= Anthony L. Grande =

Anthony L. Grande
| Alma mater | American University, Vanderbilt University |
| Occupation | Businessman |
| Known for | Chief Development Officer of CoreCivic |
| Children | 2 |

Anthony "Tony" L. Grande is an American businessman. He is the Chief Development Officer of CoreCivic, formerly Corrections Corporation of America.

== Education ==
Tony Grande attended Notre Dame High school in Riverside County, CA. After high school, Grande continued his education at American University in Washington, D.C. where he graduated with a bachelor's degree in Broadcast Journalism. Grande also holds a master's degree in human and organizational development from Vanderbilt University's Peabody School of Education.

== Career ==
Tony Grande assumed the role of Executive Vice President and Chief Development Officer in July 2008, after having served as Senior Vice President of State Customer Relations since September 2007. Grande joined CCA in 2003, in the newly created role of Vice President of State Customer Relations. In his capacity, Grande manages all existing state contracts, and he leads the company's national efforts to forge new partnerships with state Departments of Corrections.
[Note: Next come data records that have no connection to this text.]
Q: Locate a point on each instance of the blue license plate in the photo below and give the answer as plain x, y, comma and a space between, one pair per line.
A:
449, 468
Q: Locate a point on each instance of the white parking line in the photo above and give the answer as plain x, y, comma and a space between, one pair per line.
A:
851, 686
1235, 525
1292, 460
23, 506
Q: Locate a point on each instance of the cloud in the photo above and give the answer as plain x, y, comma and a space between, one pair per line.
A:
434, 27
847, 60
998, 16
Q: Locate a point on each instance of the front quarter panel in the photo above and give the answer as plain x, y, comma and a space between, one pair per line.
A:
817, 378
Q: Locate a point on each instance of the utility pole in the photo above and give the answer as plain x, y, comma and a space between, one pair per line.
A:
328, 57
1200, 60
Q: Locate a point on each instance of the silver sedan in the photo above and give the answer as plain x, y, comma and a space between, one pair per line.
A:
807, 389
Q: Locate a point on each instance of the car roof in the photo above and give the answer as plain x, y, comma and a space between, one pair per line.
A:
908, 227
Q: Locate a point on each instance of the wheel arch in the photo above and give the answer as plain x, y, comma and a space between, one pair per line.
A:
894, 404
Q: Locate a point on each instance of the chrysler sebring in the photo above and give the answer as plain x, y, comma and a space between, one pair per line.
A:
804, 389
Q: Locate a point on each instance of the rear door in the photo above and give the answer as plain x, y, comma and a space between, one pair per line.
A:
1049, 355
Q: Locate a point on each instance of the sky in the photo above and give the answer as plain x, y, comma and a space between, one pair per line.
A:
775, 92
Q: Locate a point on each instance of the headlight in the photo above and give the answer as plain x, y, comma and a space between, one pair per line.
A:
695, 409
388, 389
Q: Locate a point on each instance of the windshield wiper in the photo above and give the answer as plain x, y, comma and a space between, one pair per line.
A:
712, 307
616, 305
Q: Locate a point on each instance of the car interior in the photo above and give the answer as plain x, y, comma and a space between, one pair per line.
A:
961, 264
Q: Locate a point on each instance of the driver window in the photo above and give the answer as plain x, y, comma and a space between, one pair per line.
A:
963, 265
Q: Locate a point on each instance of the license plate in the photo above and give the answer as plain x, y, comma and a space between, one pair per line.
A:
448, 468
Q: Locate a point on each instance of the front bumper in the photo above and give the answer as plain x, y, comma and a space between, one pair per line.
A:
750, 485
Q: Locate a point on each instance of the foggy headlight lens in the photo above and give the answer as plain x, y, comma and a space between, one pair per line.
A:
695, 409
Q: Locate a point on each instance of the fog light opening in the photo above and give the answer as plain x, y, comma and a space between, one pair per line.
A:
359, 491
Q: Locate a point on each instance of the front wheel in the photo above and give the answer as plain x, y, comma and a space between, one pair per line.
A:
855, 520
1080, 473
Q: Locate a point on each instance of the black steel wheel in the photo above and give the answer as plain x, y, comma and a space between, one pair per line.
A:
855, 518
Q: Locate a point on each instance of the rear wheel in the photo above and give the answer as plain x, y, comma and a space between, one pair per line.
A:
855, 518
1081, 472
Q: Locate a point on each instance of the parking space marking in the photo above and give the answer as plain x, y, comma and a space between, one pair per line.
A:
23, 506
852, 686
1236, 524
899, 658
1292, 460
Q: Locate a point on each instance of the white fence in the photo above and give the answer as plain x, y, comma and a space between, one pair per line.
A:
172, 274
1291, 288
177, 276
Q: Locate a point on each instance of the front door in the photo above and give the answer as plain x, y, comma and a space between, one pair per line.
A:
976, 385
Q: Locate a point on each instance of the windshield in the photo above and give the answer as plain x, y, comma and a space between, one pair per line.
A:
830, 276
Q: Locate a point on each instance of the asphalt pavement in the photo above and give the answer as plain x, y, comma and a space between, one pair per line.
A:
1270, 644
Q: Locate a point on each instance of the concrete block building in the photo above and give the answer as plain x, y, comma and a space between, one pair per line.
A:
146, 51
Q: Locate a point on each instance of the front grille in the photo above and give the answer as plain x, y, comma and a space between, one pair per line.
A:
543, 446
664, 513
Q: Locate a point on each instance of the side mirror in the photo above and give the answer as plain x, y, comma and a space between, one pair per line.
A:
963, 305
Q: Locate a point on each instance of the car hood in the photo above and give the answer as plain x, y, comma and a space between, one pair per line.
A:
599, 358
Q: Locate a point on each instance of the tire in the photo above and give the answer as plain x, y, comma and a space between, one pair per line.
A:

CCA currently serves about half of all states. Tony Grande previously served as Tennessee's Commissioner of Economic and Community Development (ECD). In that role, he led the recruitment and expansion of business to the State, managing an $85 million budget and 200 employees. Having worked in Tennessee government since 1998, Grande served as Assistant Commissioner and later as Deputy Commissioner of ECD. He previously led a publishing and database marketing company and served as a political speechwriter in Washington, DC.

== Philanthropy ==
Tony Grande currently serves on the non-profit board of The Boys and Girls Club of Tennessee.